3.5. Electron microscopy

For ultrastructural analysis, eyes from pigmented mice (C57BL/6J; Jackson Laboratory, Bar Harbor, Maine) and rats (Brown Norway; Charles River Laboratories, Wilmington, Massechusetts) were fixed in 2.5% glutaraldehyde, 4% paraformaldehyde in 0.1 M phosphate buffer and embedded in Epon. Series of ultrathin sections (70‐90 nm) were collected on copper grids, contrasted with lead citrate and uranyl acetate and viewed with an electron microscope (EM900; Zeiss). Images were acquired using a 1024 × 1024 pixels frame transfer CCD camera (Tröndle TRS, Moorenweis, Germany) and Image SP Software (SYS‐PROG, Minsk, Republic of Belarus), stitched using the Distortion Correction Plugin 50 in ImageJ and adjusted for brightness and contrast with Adobe Photoshop CS6.

4. RESULTS

4.1. Phantom measurements

All melanin phantoms were imaged by the white light OCT system, and the hyperspectral analysis was performed on these images. A MIP across all 27 wavelengths can be seen in Figure 6A (10 mg/mL, 6 mm ball lens). It was immediately clear that the MIP contained many more particles than any individual wavelength. To demonstrate this visually, an RGB image was created (Figure 6B) consisting of three consecutive wavelength channels encoded into the three colors: 540 nm in blue, 550 nm in green and 560 nm in red. The lens‐silicone surface appears more white than the melanin particles. This suggests that the backscattering of this surface is less wavelength‐dependent than the particles, which would be consistent with Mie theory.

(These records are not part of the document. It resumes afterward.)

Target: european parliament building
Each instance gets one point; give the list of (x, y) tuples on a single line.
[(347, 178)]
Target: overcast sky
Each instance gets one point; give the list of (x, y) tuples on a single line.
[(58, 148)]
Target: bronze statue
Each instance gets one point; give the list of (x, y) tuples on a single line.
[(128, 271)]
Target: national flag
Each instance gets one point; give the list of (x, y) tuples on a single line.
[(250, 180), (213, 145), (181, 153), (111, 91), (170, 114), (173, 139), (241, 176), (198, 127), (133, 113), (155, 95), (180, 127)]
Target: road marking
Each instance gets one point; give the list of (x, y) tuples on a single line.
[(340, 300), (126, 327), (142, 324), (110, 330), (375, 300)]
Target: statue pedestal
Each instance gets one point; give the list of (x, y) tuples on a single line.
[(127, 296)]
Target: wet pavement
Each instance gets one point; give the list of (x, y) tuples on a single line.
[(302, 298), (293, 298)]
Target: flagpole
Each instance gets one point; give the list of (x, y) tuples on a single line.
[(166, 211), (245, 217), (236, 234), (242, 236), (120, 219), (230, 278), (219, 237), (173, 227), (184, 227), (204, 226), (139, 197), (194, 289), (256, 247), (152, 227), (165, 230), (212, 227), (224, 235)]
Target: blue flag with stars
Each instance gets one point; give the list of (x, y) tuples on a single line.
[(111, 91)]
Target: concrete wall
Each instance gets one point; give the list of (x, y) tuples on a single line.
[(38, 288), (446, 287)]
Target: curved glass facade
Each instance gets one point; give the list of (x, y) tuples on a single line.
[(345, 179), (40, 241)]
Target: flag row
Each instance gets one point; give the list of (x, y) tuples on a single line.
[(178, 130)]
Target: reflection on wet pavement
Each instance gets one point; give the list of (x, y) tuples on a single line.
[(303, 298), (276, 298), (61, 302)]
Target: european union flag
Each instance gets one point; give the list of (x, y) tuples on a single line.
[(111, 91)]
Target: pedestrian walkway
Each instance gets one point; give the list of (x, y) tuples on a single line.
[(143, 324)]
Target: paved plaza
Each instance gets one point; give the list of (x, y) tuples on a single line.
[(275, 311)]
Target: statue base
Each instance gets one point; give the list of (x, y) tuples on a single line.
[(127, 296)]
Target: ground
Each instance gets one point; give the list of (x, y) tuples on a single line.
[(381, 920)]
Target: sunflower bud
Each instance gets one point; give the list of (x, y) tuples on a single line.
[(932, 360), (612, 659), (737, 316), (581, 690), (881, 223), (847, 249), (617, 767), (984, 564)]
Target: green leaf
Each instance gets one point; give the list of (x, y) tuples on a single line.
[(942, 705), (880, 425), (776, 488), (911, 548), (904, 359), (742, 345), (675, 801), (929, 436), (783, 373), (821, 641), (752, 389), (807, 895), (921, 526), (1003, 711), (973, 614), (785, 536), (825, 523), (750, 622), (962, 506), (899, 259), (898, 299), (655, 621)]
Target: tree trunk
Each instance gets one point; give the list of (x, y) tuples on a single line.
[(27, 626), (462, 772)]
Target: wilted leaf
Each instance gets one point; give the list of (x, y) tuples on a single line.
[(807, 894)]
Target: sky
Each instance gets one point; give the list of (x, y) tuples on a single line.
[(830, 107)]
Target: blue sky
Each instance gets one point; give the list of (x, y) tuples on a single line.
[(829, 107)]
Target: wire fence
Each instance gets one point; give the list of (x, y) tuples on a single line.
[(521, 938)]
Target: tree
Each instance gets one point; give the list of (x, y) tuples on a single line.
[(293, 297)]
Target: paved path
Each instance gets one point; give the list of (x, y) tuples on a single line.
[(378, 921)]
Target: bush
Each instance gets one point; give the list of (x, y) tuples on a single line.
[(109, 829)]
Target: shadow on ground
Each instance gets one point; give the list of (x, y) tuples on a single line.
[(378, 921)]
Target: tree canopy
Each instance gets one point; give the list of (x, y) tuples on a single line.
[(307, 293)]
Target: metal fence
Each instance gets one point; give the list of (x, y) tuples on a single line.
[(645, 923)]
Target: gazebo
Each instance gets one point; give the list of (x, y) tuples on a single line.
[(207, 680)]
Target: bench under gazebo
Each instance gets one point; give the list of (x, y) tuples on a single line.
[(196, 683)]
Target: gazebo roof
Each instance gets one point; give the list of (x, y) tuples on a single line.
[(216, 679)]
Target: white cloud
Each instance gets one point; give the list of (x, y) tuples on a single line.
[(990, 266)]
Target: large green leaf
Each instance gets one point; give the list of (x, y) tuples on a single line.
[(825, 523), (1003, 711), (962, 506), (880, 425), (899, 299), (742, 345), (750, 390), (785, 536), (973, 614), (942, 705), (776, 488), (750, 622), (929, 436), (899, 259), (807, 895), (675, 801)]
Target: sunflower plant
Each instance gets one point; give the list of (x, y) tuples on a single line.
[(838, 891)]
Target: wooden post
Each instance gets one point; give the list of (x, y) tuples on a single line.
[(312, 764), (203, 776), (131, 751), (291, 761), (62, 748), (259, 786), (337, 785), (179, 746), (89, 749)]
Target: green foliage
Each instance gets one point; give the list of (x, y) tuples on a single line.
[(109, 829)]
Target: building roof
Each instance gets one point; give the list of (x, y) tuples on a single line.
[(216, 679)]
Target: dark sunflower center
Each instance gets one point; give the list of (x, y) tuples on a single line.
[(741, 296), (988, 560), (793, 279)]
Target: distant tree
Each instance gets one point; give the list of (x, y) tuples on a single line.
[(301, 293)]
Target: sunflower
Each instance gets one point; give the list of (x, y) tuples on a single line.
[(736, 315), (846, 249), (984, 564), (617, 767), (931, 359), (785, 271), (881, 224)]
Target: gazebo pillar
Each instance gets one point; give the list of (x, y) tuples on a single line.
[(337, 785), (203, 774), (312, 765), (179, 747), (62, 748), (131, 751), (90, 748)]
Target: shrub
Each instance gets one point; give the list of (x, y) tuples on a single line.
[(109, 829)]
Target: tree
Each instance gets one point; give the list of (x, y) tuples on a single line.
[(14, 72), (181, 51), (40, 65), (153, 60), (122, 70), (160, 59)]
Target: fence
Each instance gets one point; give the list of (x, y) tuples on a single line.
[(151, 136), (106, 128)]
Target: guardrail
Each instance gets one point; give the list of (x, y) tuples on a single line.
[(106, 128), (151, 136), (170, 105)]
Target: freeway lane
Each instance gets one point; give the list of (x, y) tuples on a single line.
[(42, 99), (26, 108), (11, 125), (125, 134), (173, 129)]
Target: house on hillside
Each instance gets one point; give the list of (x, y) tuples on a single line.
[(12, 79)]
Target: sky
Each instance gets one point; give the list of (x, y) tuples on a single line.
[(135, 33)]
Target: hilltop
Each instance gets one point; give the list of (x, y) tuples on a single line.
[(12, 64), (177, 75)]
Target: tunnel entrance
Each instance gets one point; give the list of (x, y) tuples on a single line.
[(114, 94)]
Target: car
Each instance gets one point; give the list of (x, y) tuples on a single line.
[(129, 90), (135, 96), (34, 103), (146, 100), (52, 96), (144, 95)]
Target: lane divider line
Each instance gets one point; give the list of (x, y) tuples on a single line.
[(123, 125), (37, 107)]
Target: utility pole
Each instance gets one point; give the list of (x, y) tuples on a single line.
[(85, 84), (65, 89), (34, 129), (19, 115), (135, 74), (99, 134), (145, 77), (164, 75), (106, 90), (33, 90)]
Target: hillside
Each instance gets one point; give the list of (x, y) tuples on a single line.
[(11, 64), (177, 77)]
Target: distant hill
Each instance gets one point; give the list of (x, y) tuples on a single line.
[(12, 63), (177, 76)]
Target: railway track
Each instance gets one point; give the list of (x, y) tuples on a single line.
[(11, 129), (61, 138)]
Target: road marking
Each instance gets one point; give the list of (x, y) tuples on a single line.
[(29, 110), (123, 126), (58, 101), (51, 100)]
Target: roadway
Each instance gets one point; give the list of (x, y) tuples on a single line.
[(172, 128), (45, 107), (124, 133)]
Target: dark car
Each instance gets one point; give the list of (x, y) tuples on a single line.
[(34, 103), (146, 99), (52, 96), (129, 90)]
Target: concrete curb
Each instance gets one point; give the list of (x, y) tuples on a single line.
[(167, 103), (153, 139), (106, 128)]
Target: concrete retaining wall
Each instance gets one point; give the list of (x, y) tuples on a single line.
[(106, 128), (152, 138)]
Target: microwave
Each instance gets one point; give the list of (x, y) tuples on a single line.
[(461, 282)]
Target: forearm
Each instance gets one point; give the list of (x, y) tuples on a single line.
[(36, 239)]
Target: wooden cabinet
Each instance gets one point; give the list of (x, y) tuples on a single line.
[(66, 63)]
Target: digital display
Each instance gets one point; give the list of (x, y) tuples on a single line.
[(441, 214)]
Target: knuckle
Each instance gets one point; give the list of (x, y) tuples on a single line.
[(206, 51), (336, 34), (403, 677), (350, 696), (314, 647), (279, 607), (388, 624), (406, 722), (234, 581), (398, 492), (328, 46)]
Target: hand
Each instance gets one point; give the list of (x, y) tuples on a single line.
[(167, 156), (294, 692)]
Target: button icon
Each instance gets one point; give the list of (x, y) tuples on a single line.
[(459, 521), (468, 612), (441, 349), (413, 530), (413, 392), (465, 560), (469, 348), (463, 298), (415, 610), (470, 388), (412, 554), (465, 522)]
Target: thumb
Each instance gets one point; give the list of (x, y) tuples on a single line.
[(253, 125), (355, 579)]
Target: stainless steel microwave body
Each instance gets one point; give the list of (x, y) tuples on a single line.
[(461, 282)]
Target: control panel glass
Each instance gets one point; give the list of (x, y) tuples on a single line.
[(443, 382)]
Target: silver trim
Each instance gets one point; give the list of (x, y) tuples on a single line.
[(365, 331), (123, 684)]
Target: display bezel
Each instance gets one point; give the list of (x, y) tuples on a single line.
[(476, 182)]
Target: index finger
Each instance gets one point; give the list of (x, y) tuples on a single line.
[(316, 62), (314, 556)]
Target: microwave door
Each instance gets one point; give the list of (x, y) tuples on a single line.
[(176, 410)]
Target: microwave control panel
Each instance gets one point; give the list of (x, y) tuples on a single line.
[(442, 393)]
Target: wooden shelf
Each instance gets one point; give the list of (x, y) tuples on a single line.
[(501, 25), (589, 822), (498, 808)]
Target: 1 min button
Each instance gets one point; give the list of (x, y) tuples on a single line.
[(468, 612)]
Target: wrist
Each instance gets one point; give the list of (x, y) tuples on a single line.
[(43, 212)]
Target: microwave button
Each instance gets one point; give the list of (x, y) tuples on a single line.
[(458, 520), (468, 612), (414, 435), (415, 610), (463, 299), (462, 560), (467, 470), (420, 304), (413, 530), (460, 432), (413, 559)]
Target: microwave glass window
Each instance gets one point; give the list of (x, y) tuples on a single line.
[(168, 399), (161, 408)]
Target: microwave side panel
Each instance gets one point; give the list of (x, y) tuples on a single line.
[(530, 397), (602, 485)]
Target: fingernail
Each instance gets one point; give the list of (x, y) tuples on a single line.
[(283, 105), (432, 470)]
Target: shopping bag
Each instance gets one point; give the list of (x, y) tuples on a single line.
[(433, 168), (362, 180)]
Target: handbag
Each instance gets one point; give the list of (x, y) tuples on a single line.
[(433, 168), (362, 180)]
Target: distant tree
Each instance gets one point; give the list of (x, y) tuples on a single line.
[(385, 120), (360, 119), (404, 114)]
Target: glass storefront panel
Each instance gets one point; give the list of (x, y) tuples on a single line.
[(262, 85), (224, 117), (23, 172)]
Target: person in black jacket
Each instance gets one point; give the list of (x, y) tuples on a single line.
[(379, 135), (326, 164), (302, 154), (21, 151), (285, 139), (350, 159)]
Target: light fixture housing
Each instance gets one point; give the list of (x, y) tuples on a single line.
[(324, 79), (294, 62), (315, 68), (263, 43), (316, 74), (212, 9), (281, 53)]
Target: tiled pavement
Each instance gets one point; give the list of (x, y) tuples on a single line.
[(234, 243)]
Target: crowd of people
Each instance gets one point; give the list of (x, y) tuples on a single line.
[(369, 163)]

Melanin particle detection by hyperspectral optical coherence tomography (OCT). Example shown here is 10 mg/mL melanin in silicone with the 6 mm ball lens. A, Maximum intensity projection across all wavelengths. B, RGB image encoding of three wavelength channels: **Blue** 540; **Green** 550 and **Red** 560 nm. The presence of the range of colors indicates that the coefficient of backscattering is different for the different wavelengths. C, Watershed boundaries of the image. D, Deviations from mean image. The surface line is much less visible in this representation, indicating that the coefficient of backscattering is less wavelength‐dependent. E, Examples of relative intensity as a function of wavelength within single watershed boundaries for both the surface line (from the region indicated with the red box in [A] and [D]) and the melanin (from the region indicated with the green box in [A] and [D]). Small insets show the reflectivity profile of the granule at selected wavelengths. Scale bar = 50 μm

For further analysis, the watershed transformation was applied (Figure 6C) and the DFM image, shown in Figure 6D, was calculated. This again shows the low variation in backscattering coefficient at the lens‐silicone interface, while highlighting the differences in the melanin granules. The difference in the relative OCT signal intensity as a function of wavelength between the surface line and the melanin granules can be seen in Figure 6E. Also displayed is one of the melanin granules at a selection of the individual wavelengths. Not only does the intensity change, but the apparent location and shape of the granule shifts too. This is due to the scattering profile of the individual granules, demonstrating the need for the watershed method.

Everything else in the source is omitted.